Switching Independent Vector Analysis and Its Extension to Blind and Spatially Guided Convolutional Beamforming Algorithms
Tomohiro Nakatani (NTT Communication Science Laboratories); Rintaro Ikeshita (NTT); Keisuke Kinoshita (Google); Hiroshi Sawada (NTT); Naoyuki Kamo (NTT); Shoko Araki (NTT Corporation)
-
SPS
IEEE Members: $11.00
Non-members: $15.00
This paper develops a framework that can accurately perform denoising, dereverberation, and source separation using a relatively small number of microphones. It has been empirically confirmed that Independent Vector Analysis (IVA) can blindly separate N sources from their sound mixture even with diffuse noise when a sufficiently large number (=M) of microphones are available (i.e., M>>N). However, the estimation accuracy is seriously degraded when the number of microphones, or more specifically M−N (>=0), decreases. To overcome this IVA limitation, we propose switching IVA (swIVA) in this paper.
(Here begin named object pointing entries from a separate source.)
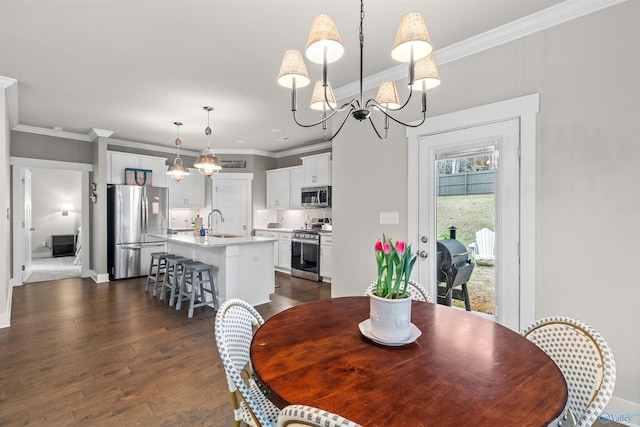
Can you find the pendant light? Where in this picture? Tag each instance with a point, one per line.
(208, 163)
(177, 170)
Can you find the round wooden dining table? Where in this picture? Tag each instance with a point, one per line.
(462, 369)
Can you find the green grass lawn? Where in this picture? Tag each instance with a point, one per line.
(469, 214)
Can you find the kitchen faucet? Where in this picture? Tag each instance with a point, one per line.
(210, 230)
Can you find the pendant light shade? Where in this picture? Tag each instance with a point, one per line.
(324, 46)
(208, 163)
(387, 96)
(293, 71)
(177, 170)
(412, 36)
(426, 74)
(318, 100)
(324, 39)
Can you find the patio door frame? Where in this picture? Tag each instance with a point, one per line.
(525, 110)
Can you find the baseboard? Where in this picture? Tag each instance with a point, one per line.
(5, 318)
(622, 412)
(99, 278)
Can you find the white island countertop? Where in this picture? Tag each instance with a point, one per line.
(208, 242)
(244, 264)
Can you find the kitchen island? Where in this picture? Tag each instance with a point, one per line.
(245, 264)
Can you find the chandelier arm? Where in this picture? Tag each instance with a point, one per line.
(424, 117)
(319, 122)
(339, 129)
(386, 129)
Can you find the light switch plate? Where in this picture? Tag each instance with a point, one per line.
(389, 218)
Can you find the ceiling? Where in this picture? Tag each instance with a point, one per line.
(135, 67)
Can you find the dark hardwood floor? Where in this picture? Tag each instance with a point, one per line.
(112, 355)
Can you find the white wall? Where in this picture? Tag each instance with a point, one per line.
(5, 224)
(51, 188)
(587, 211)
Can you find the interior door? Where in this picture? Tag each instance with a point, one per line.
(28, 227)
(232, 196)
(504, 137)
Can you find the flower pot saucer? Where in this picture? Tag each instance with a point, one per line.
(365, 329)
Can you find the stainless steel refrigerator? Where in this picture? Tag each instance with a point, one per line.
(136, 226)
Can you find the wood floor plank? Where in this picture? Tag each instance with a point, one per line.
(111, 354)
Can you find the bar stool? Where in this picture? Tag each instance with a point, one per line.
(159, 261)
(192, 286)
(172, 276)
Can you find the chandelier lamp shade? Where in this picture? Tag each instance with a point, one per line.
(208, 163)
(177, 170)
(412, 45)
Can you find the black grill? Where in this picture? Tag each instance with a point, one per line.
(454, 269)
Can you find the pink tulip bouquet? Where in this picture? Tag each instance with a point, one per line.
(395, 262)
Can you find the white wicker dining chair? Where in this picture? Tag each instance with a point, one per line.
(416, 290)
(584, 358)
(235, 324)
(304, 416)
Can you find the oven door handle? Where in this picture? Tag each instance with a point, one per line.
(313, 242)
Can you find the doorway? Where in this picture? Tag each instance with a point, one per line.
(497, 143)
(508, 127)
(79, 214)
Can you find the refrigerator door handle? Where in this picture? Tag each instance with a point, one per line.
(145, 212)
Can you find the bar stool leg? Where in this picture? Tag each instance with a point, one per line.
(175, 284)
(196, 283)
(151, 264)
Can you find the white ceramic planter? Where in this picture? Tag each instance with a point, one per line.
(390, 318)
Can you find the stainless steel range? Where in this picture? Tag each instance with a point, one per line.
(305, 254)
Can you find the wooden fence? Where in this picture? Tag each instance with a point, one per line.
(462, 184)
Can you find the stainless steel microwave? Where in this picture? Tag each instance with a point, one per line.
(316, 197)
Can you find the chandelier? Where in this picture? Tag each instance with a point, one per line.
(324, 46)
(177, 170)
(208, 163)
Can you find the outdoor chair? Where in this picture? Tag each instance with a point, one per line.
(586, 361)
(416, 290)
(484, 247)
(301, 415)
(235, 324)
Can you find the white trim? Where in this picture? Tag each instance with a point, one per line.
(20, 163)
(539, 21)
(525, 109)
(231, 175)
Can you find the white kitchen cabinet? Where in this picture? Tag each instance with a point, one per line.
(297, 182)
(272, 235)
(317, 169)
(117, 162)
(325, 257)
(285, 250)
(188, 193)
(279, 188)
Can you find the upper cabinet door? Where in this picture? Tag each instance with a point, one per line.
(317, 169)
(278, 189)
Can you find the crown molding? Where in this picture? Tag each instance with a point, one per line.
(542, 20)
(539, 21)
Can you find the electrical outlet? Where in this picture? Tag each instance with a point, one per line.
(389, 218)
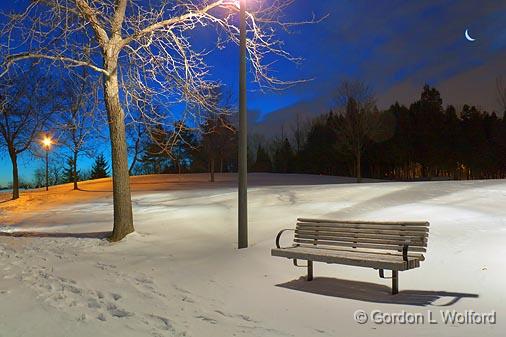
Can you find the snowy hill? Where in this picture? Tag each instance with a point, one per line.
(180, 274)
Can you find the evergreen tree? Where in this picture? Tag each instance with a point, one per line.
(263, 162)
(100, 168)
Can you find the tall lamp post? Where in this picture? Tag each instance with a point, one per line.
(243, 135)
(46, 142)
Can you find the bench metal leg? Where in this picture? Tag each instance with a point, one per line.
(395, 282)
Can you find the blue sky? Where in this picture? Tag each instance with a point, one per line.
(395, 45)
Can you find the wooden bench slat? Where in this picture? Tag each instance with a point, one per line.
(364, 245)
(364, 226)
(318, 237)
(410, 223)
(373, 261)
(364, 230)
(363, 235)
(416, 255)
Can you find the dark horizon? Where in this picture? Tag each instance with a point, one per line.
(396, 47)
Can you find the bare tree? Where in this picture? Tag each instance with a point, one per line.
(151, 44)
(136, 135)
(358, 121)
(24, 108)
(76, 122)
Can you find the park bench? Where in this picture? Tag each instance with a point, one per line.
(395, 246)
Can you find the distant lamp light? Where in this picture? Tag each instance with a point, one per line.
(47, 142)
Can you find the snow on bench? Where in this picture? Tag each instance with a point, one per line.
(395, 246)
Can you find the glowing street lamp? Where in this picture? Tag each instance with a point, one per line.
(243, 136)
(46, 143)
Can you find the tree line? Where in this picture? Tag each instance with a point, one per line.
(425, 140)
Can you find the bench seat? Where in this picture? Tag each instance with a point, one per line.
(374, 260)
(387, 245)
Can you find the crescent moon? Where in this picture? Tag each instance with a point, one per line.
(468, 37)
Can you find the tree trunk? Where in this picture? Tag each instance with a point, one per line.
(74, 171)
(211, 169)
(358, 158)
(15, 174)
(123, 217)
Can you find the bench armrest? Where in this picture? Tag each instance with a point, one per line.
(278, 237)
(405, 248)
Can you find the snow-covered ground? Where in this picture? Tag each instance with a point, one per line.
(180, 274)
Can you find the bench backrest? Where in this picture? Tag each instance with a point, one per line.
(367, 235)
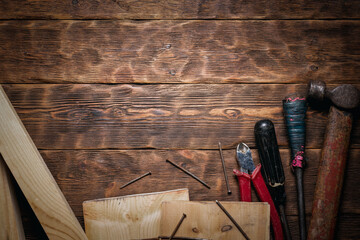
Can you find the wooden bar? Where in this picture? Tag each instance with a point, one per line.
(173, 9)
(104, 171)
(179, 51)
(34, 178)
(10, 218)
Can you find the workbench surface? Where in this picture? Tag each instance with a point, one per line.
(109, 90)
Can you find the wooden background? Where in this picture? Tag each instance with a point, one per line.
(110, 89)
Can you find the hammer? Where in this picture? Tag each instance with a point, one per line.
(329, 183)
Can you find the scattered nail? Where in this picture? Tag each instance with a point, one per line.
(224, 168)
(136, 179)
(232, 219)
(177, 226)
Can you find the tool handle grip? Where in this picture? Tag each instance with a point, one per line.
(294, 113)
(269, 154)
(264, 196)
(244, 185)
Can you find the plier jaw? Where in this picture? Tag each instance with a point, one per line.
(248, 172)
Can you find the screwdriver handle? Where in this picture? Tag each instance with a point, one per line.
(294, 112)
(269, 154)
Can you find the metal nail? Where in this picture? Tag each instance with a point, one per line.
(177, 226)
(187, 172)
(223, 163)
(136, 179)
(232, 219)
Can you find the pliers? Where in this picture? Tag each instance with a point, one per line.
(248, 172)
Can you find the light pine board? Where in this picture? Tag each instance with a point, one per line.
(10, 218)
(207, 220)
(127, 217)
(34, 178)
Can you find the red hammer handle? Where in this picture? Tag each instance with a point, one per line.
(330, 175)
(244, 185)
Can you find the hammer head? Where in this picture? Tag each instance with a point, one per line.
(345, 96)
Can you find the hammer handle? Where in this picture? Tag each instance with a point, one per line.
(294, 112)
(330, 176)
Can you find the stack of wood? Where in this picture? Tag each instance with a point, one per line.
(150, 215)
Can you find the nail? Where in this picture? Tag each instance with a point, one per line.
(232, 219)
(136, 179)
(223, 163)
(177, 226)
(189, 173)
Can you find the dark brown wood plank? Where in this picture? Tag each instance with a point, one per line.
(191, 116)
(84, 175)
(347, 227)
(179, 51)
(187, 9)
(90, 174)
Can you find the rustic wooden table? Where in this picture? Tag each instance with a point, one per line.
(110, 89)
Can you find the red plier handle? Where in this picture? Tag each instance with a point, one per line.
(244, 185)
(265, 196)
(263, 193)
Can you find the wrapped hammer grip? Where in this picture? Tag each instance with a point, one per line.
(294, 112)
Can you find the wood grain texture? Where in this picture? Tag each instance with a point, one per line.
(179, 51)
(207, 220)
(186, 9)
(157, 116)
(10, 219)
(128, 217)
(90, 174)
(34, 178)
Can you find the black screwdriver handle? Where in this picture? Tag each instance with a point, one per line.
(269, 152)
(272, 169)
(294, 113)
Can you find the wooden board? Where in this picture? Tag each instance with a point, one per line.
(10, 219)
(193, 116)
(104, 171)
(127, 217)
(207, 220)
(179, 51)
(174, 9)
(34, 178)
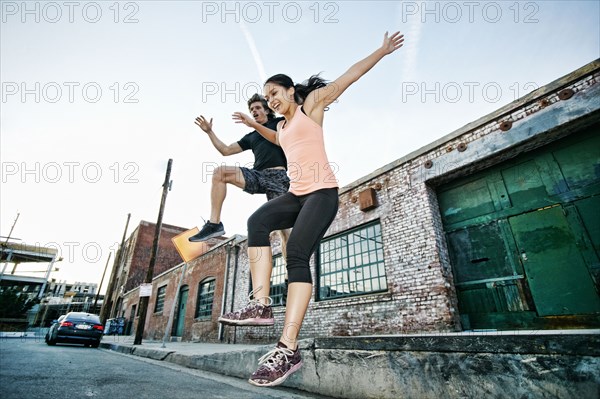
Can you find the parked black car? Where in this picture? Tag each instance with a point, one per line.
(77, 328)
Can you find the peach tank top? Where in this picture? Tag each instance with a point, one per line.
(308, 167)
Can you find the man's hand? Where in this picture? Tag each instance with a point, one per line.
(240, 117)
(204, 124)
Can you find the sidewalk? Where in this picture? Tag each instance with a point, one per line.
(525, 364)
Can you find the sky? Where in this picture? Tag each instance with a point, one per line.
(98, 96)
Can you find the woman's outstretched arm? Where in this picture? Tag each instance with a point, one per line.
(321, 98)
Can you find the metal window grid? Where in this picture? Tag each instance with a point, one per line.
(205, 299)
(352, 263)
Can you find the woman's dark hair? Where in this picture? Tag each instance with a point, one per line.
(301, 89)
(257, 98)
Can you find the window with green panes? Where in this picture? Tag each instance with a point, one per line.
(278, 276)
(352, 263)
(206, 293)
(160, 299)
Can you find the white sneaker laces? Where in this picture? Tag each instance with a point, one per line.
(256, 301)
(274, 357)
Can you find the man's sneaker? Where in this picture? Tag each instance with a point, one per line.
(276, 366)
(254, 314)
(210, 230)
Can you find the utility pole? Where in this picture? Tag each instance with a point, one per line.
(9, 257)
(101, 281)
(107, 303)
(139, 331)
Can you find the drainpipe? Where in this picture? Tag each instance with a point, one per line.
(237, 252)
(175, 301)
(225, 286)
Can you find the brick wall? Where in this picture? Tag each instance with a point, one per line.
(420, 295)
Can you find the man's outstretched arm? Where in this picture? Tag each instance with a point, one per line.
(223, 148)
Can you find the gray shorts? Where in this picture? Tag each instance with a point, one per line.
(272, 182)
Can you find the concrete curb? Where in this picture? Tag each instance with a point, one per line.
(419, 366)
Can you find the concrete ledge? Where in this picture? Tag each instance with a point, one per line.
(575, 345)
(156, 354)
(454, 365)
(121, 348)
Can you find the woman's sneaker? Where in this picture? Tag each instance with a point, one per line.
(254, 314)
(276, 366)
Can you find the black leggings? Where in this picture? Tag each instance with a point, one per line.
(310, 216)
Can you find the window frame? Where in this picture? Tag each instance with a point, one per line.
(352, 260)
(160, 296)
(200, 300)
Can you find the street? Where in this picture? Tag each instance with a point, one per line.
(31, 369)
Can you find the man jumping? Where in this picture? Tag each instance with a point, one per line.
(268, 176)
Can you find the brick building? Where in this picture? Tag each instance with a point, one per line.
(493, 226)
(132, 260)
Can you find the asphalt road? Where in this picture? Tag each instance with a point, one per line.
(31, 369)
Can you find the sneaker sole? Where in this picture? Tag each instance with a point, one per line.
(208, 237)
(247, 322)
(280, 380)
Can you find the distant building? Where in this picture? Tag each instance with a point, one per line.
(493, 226)
(132, 261)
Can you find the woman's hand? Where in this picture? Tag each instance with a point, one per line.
(392, 43)
(204, 124)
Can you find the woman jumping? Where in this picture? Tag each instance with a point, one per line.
(309, 207)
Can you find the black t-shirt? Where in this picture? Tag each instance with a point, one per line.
(266, 154)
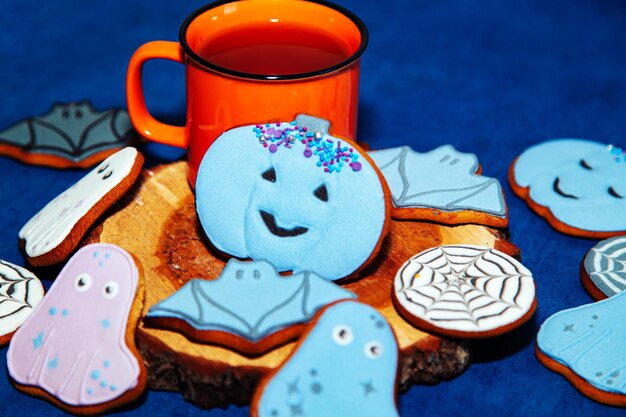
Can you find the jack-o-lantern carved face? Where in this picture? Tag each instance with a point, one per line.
(583, 183)
(263, 193)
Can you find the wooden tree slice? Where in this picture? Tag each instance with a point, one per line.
(157, 222)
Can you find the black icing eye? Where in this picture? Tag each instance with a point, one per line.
(373, 349)
(269, 175)
(82, 282)
(110, 290)
(321, 192)
(614, 193)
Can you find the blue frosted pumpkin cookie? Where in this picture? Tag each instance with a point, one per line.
(345, 365)
(577, 185)
(295, 196)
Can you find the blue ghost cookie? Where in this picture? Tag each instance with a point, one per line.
(345, 366)
(295, 196)
(586, 345)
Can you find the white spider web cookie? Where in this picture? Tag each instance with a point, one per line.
(464, 291)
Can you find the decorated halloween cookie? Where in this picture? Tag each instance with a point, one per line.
(586, 345)
(464, 291)
(442, 185)
(603, 271)
(69, 135)
(293, 195)
(53, 233)
(345, 365)
(249, 307)
(579, 186)
(20, 292)
(77, 349)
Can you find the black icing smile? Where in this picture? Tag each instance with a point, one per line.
(557, 189)
(270, 223)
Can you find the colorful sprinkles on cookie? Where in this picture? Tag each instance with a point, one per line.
(332, 157)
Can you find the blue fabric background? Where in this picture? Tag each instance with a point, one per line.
(488, 77)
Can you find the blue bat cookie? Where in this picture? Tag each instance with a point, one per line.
(586, 345)
(69, 135)
(249, 307)
(344, 366)
(441, 185)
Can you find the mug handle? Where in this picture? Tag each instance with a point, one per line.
(142, 120)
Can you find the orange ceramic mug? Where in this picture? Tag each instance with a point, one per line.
(252, 61)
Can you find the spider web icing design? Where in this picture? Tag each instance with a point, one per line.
(20, 293)
(605, 265)
(465, 288)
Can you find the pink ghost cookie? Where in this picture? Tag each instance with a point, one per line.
(77, 348)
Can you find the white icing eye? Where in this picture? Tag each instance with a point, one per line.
(373, 349)
(110, 290)
(342, 335)
(82, 282)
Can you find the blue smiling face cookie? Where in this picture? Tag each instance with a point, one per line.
(297, 198)
(346, 366)
(582, 184)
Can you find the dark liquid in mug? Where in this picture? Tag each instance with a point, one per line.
(274, 49)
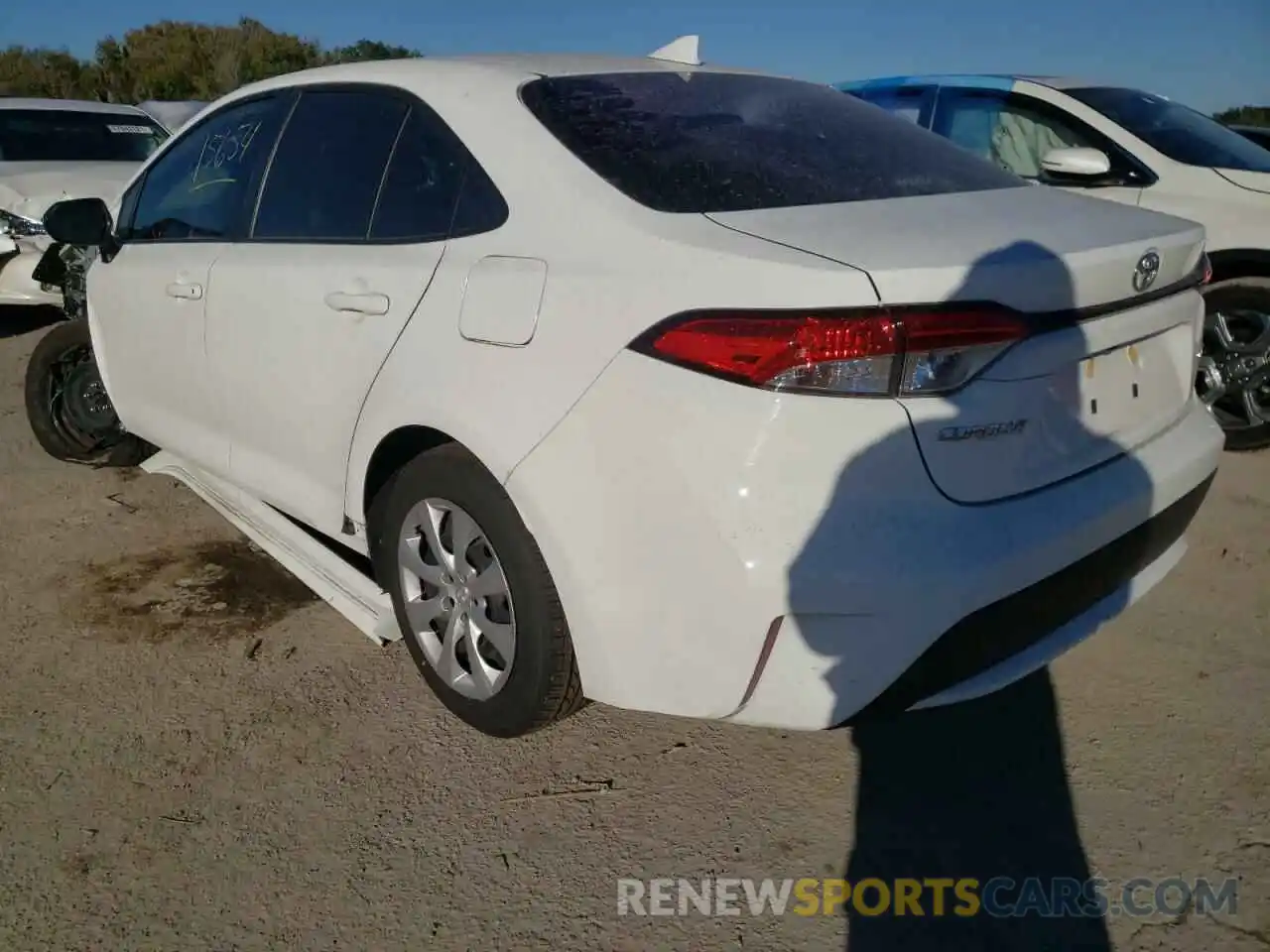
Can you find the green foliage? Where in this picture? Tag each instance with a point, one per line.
(175, 60)
(1245, 116)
With swIVA, the time frames of an observed signal with time-varying characteristics are clustered into several groups, each of which can be well handled by IVA with a small number of microphones, and thus accurate estimation can be achieved by individually applying IVA to each group. Conventionally, a switching mechanism was introduced into a Minimum-Variance Distortionless Response (MVDR) beamformer, and this paper extends the mechanism to work with a blind source separation algorithm. To incorporate dereverberation capability, we further extend swIVA to a blind Convolutional beamforming algorithm (swCIVA) that integrates swIVA and switching Weighted Prediction Error-based dereverberation (swWPE) in a jointly optimal way. With swCIVA, two different time-varying characteristics of an observed signal are captured for dereverberation and source separation to achieve effective estimation. We show that both swIVA and swCIVA can be optimized effectively based on blind signal processing, and their performance can be further improved using a spatial guide for initialization. Experiments demonstrate that both the proposed methods largely outperformed conventional IVA and its convolutional beamforming extension (CIVA) in terms of objective signal quality and automatic speech recognition scores when using relatively few microphones.